The contract climbed to its highest in more than a decade, at about $6.5 per million British thermal units (mmBtu) earlier in 2021.
But the last quarter of the year was still its worst since the third quarter of 2008, with the market pressured by a subsequent retreat in European prices with forecasts projecting a milder-than-expected winter.
“Earlier in the year US production was down and we had global demand really start to take off. Now we’re seeing a change in the complexion in the US market because we’re on the path of being a major LNG exporter and that’s rewriting the way that prices move,” said Phil Flynn, senior analyst at Price Futures Group in Chicago.
“We’re getting more tied to the global market.”
Front-month gas futures rose 16.9 cents, or about 5%, to settle at $3.730 per million British thermal units. For the year, the contract jumped over 47%, its biggest yearly percentage rise since 2016.
Data provider Refinitiv estimated 462 heating degree days (HDDs) over the next two weeks in the lower 48 US states, higher than the 30-year normal of 441 HDDs for this time of year.
HDDs, used to estimate demand to heat homes and businesses, measure the number of degrees a day’s average temperature is below 65 Fahrenheit (18 Celsius).

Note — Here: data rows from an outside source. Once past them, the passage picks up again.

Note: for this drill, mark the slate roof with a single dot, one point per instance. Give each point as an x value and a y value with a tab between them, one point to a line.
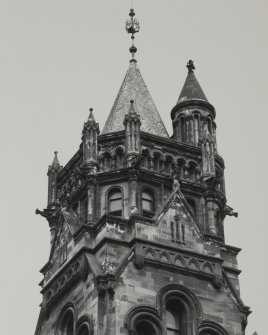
191	89
134	88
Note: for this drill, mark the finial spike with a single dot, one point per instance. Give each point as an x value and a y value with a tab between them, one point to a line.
91	116
132	27
190	66
55	163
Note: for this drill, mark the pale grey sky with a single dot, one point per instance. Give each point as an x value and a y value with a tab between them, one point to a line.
58	58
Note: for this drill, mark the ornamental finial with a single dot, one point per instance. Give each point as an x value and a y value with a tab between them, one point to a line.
190	66
132	27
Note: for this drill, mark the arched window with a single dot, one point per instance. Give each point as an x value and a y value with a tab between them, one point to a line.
143	320
115	202
145	328
145	159
180	309
192	205
174	319
67	325
107	161
148	203
119	158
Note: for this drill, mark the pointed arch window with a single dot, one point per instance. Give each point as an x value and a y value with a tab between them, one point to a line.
115	203
145	328
67	325
148	203
83	330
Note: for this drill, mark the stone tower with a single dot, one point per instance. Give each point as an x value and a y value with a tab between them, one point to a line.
136	219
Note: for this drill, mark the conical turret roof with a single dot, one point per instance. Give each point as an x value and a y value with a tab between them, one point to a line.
134	88
191	89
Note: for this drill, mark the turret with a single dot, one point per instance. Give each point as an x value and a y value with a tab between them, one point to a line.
90	143
193	112
52	173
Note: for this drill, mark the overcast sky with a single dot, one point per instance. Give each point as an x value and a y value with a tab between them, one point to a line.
60	57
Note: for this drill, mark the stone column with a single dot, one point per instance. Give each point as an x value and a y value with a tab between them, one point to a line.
91	205
211	217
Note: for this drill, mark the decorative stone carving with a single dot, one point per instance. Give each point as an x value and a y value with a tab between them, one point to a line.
217	282
78	269
138	261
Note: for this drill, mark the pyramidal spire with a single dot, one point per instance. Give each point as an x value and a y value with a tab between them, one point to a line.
191	89
55	166
134	88
132	27
55	162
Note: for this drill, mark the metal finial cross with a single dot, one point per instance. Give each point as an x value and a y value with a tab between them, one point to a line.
132	27
190	66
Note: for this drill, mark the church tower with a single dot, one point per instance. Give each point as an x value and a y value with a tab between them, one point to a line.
137	223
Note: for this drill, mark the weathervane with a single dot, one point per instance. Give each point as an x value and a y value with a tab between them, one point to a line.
132	27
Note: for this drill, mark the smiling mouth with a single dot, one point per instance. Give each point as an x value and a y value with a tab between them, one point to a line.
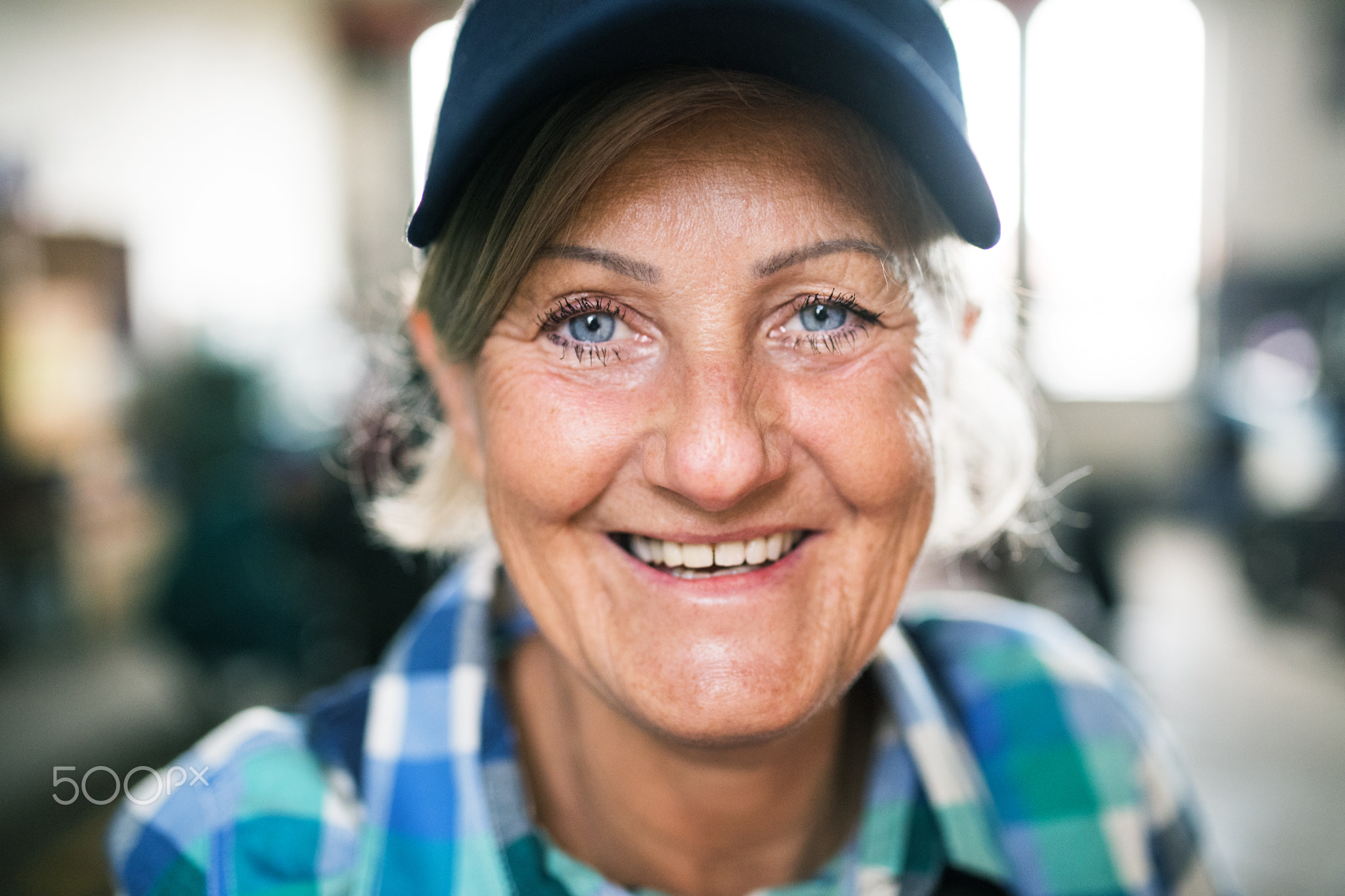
708	561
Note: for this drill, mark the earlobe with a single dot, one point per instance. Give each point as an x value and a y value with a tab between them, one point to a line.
454	387
970	316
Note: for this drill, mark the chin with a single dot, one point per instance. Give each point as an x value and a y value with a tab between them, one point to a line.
717	698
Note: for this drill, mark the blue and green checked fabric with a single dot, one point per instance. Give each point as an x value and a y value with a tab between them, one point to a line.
1015	752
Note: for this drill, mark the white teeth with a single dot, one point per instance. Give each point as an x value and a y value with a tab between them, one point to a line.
726	557
697	557
730	554
772	547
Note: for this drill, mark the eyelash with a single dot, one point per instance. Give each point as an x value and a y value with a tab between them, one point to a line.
568	309
833	341
830	341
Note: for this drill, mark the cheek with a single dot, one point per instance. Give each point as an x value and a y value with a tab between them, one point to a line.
870	430
550	442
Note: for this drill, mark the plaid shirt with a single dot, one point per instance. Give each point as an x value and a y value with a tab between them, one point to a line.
1015	752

Preliminary data from Refinitiv showed output in the US lower 48 has averaged 97.4 billion cubic feet per day (bcfd) so far in December, which would top November’s monthly record of 96.5 bcfd.
The amount of gas flowing to US LNG export plants has averaged 12.2 bcfd so far in December, now that the sixth train at Cheniere Energy Inc’s Sabine Pass plant in Louisiana is producing LNG. That compares with 11.4 bcfd in November and is likely to beat the monthly record of 11.5 bcfd set in April.